This page describes the set up of a simple project, step by step. All required tools and files are available in the Genet distribution, in directory website/example.

Introduction

The example project, called "genet-example", defines three tools:

These tools can be used together to compute the average length of words in texts (do not forget this is for an example project, for a pedagogical purpose):

Data flow for our example

We will show how to use Genet to set up a continuous integration environment for our project.

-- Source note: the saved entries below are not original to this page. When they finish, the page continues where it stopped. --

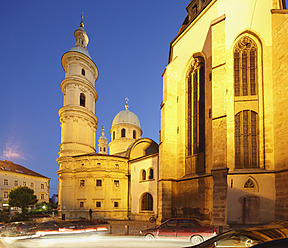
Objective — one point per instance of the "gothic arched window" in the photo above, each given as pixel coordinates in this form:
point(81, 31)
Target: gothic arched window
point(246, 140)
point(151, 174)
point(143, 175)
point(196, 108)
point(82, 99)
point(147, 202)
point(123, 132)
point(249, 184)
point(245, 67)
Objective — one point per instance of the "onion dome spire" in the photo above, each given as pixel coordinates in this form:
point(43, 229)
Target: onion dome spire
point(103, 143)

The genet tools must be in our path. The output of commands is not shown. You are encouraged to type the commands of the example to get familiar with Genet.

Initialisation
Create the database

The first thing to do is create the database. Here we use a MySQL database called genet_example:

$ mysql -u root -p
mysql> create database genet_example;
mysql> grant all privileges on genet_example.* to genet@localhost;
Create the project directory

Then we have to create the directory of our project, in /tmp/genet-example. The structure of this directory is described here. To do so, we use the genet tool. At last, we make /tmp/genet-example/in a git repository:

$ genet init-dir /tmp/genet-example
$ git init /tmp/genet-example/in
Setup the configuration file

The initialization of the directory creates a default config.txt file in the project directory. It contains information regarding the project name, database connection and web interface. We edit this file to:

project_name = "Genet-example"
project_id = "genet-example"
db = {
  (* postgresql or mysql *)
  storage = mysql2
  name = "genet_example"
  user = genet
  host = localhost
  password = ""
}
(* do not forget ending / *)
rest_api = "http://localhost:8082/"
Initialize the project database

Next we initialize the database tables:

$ genet --config /tmp/genet-example/config.txt init-db
Change to the project directory

For the next operations, we change to the project directory, so that we do not have to use the --config option, as by default the config.txt file of the current directory is used:

$ cd /tmp/genet-example

At this point, you can launch the web server to browse your project. Just run

$ genet-rest

and visit http://localhost:8082/.

Defining filetypes

Then, we have to define filetypes, to represent the types of files read and produced by our project's tools. Each filetype has an id, a file extension and a description.Here, we have three filetypes:

The following commands will create the filetypes:

$ genet add filetype "text" txt "Source text file"
$ genet add filetype "words" txt "Words, one per line"
$ genet add filetype "number" nb "A real number"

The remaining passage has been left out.